Los que trabajamos domesticando textos desearíamos que las palabras se comportaran como un fluido, que llenaran de forma completa y homogénea el espacio que las contiene. Pero se asemejan más a bloques de piedra irregular que necesitan tallarse para encajar de la forma más armónica posible. En el corto espacio que conforma un renglón puede suceder de todo. Y lo habitual es que suceda. Las palabras son tercas, esquivas, caprichosas… a la que te despistas un segundo te la juegan y se parten al final de una línea dejándote joyas como bro-meado, dis-puta o sa-cerdote sin avisar.
Estos días todos estamos afanados optimizando nuestros flujos de trabajo para ser más eficaces a la hora de limpiar y formatear texto, reducir las idas y venidas entre versiones y correcciones. Queremos trabajar menos y mejor, aprovechar las herramientas que surgen cada día y que prometen elevar de forma drástica la calidad de nuestro trabajo. Hasta ahí la teoría.

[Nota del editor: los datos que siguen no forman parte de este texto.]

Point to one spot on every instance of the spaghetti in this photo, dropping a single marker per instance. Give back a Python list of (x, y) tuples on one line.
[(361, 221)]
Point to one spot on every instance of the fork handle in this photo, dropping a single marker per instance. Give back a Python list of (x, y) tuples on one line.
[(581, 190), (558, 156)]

La práctica es que el sector editorial sufre elefantismo: es muy grande y muy lento. Se mezclan editores de copa de coñac y chaqueta de pana con astrofísicos que generan promps rompedores y desafiantes.
Si las herramientas nos permiten mejorar la calidad del producto sin dejar fuera a los humanos —que irónicamente somos los que compramos los libros— bienvenidas sean. Pero ajustar un texto tiene más de artesanía y oficio que de ciencia. Si pretendemos parametrizar integralmente la composición, obtendremos resultados mediocres, como los que ya se ven publicados por editoriales cuyo rigor y prestigio quedan en entredicho.
El martilleo constante de promesas edulcoradas tipo «consigue en minutos el trabajo que antes necesitaba un equipo de profesionales» está calando en las cabezas de personas con capacidad de decisión y poca visión a medio plazo. Inmersos en su euforia momentánea nos recuerdan el conocido chiste: mira, mamá: ¡ahora sin manos!